The opt-out issue isn’t new to Voltus. In 2020, the company, which is preparing to go public in the third quarter, filed a complaint at FERC over MISO tariff provisions allowing states to prevent retail demand response from taking part in the grid operator’s market.
About six months later, FERC issued a notice of inquiry seeking comments on whether it should end the opt-out option for demand response. At the same time, FERC paused an earlier decision barring opt-outs for DER aggregations that include demand response.
Voltus’ filing last week urged FERC to move forward with that notice by proposing to end the opt-out for demand response aggregations, citing MISO’s tight capacity situation and the grid operator’s proposal to not fully allow energy storage into its markets until 2030.
“Eliminating the aggregator ban could stand up a power plant overnight,” Voltus told FERC.
Voltus, for example, could aggregate hundreds of big box stores across MISO’s footprint that individually don’t have enough load to qualify for utility interruptible load programs, according to Dixon.
Also, there is about 6,500 MW of residential load in MISO controlled by smart thermostats that could be aggregated to meet MISO’s needs, Dixon said.
Although MISO states do “a very good job” on demand response, aggregation could help the grid operator, especially in combination with distributed resources, according to Rao.

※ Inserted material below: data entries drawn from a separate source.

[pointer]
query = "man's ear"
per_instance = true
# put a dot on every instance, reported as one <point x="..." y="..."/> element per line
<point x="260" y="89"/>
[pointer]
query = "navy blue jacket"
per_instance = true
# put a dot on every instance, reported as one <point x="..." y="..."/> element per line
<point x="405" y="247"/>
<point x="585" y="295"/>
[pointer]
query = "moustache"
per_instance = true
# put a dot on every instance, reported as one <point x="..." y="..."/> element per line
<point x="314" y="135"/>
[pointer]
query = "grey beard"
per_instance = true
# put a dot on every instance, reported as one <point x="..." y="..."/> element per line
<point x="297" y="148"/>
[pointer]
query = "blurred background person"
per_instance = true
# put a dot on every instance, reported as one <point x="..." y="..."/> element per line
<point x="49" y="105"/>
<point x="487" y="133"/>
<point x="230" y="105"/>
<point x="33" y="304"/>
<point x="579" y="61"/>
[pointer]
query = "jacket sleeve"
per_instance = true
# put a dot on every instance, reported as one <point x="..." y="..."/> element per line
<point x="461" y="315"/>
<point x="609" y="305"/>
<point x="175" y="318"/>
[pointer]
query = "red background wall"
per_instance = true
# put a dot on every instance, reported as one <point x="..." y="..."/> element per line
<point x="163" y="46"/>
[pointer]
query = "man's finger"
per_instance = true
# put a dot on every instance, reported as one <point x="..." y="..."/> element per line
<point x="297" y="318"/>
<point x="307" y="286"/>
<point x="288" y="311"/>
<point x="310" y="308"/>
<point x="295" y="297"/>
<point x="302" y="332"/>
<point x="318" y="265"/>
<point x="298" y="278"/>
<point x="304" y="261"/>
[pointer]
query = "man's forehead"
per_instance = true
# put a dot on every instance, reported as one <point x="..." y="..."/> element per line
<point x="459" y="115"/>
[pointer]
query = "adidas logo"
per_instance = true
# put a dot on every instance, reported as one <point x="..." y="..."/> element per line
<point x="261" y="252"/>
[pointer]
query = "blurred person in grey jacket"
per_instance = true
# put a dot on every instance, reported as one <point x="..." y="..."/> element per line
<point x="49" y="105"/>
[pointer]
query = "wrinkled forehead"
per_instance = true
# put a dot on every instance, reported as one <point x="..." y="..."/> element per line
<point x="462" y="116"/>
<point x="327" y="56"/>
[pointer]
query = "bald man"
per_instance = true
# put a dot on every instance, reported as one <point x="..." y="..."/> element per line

“When you start to aggregate these residential demand response programs with solar on the roof or a battery in the garage, we start to see some savings from a grid services point of view,” Rao said. “You see the savings right away, reducing the capacity prices.”
States would benefit from allowing demand response aggregations, which would reduce the need for new transmission lines or generating capacity, according to Rao.
FERC’s annual demand response and advanced metering reports consistently indicate MISO has the highest demand response penetration among grid operators, according to Marcus Hawkins, executive director of the Organization of MISO States, or OMS, which represents state utility commissions.
“There's untapped potential everywhere, but the states and MISO are already doing a really good job on demand response,” Hawkins said.
Last year, MISO had nearly 12,000 MW of demand response resources, including about 7,150 MW of “load modifying” demand response, according to a report released last month by Potomac Economics, the grid operator’s market monitor.
At least three MISO states — Arkansas, Michigan and Minnesota — are undertaking some review of their decision to keep their demand response out of the grid operator’s markets, according to Hawkins.
About a year ago, OMS filed comments urging FERC to maintain the demand response opt-out option for states, saying in part removing it would interfere with state jurisdiction over retail demand response programs. OMS is waiting for FERC to make a decision in its notice of inquiry, Hawkins said.